Issues such as the protection of foreign investment, data flow, geographic indicators, and trade in services including cultural and maritime services, are among the issues holding up the talks. One of the most ambitious goals, building "regulatory compatibility," has stalled on the United States' refusal to include financial services in the talks. TTIP was intended to be negotiated quickly, "on one tank of gas," but these many issues impede progress. TTIP leaders seem to have lost sight of the partnership's broad strategic purposes and economic benefits.

Georgetown's J. Bradford Jensen and Robert Vastine gave welcoming and introductory remarks. The featured panelists were Tim Bennett, Director General/CEO, Trans-Atlantic Business Council; Linda Dempsey, Vice President, International Economic Affairs, National Association of Manufacturers; Kathryn Hauser, Managing Partner, Policy Connections International; and Charles S. Levy, Partner, Cassidy Levy Kent.

The panelists in turn from their various industry and policy perspectives acknowledged the issues and answered the question, "How can TTIP be restarted?" They offered promising ideas and called for new thinking on the issues and new ways for the private sector – both business and civil society – to interact with the negotiators. Among the key points made by the panelists:

  • Both sides approached the negotiation as they have approached other FTA negotiations (e.g. US-Peru, EU-Korea) – even though this was a negotiation between equals.
  • In doing so, both sides have lost sight of the opportunity TTIP presents to set the global rules for 21st century issues like data flows and regulatory accommodation.
  • The imperative for growth on both sides of the Atlantic is still there, though perhaps more so for Europe. TTIP does provide potential for growth and jobs.
  • The stakes are very high – as is the urgency.

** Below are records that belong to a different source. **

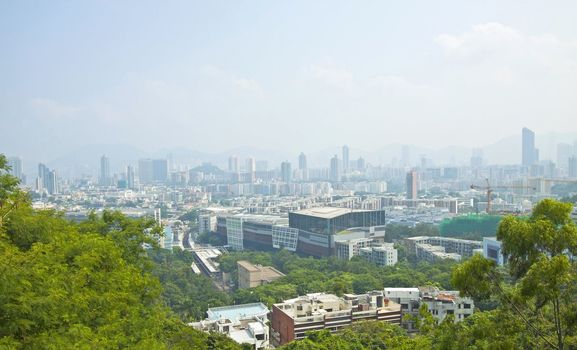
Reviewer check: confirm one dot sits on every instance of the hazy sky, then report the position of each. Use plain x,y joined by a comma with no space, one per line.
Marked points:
287,75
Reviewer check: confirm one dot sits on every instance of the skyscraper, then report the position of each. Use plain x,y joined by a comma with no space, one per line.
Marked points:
302,161
573,166
405,156
233,164
233,168
160,170
52,184
145,171
345,159
104,179
251,169
130,177
335,172
43,177
412,182
530,155
15,164
361,164
304,172
286,172
564,151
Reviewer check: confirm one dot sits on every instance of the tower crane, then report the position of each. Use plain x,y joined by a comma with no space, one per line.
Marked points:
490,189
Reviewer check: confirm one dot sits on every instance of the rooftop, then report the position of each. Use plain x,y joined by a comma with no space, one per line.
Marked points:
326,212
237,312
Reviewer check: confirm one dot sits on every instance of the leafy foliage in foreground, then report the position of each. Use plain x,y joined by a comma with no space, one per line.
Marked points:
82,286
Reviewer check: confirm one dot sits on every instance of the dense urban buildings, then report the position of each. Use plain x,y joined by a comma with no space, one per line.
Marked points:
245,324
292,319
251,275
530,153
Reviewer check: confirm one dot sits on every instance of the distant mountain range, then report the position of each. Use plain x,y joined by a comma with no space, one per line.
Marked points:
86,160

The US and EU still account for close to half of the world GDP, though our share is decreasing over time and, with it, our ability to influence other major countries’ commercial practices.

The event was also covered in two media outlets on November 7: Politico, Morning Trade, "TTIP Deal by this Time Next Year?," and Bloomberg BNA (subscription only) "China's Role in Trade Agreements Dominates APEC Sideline Discussions."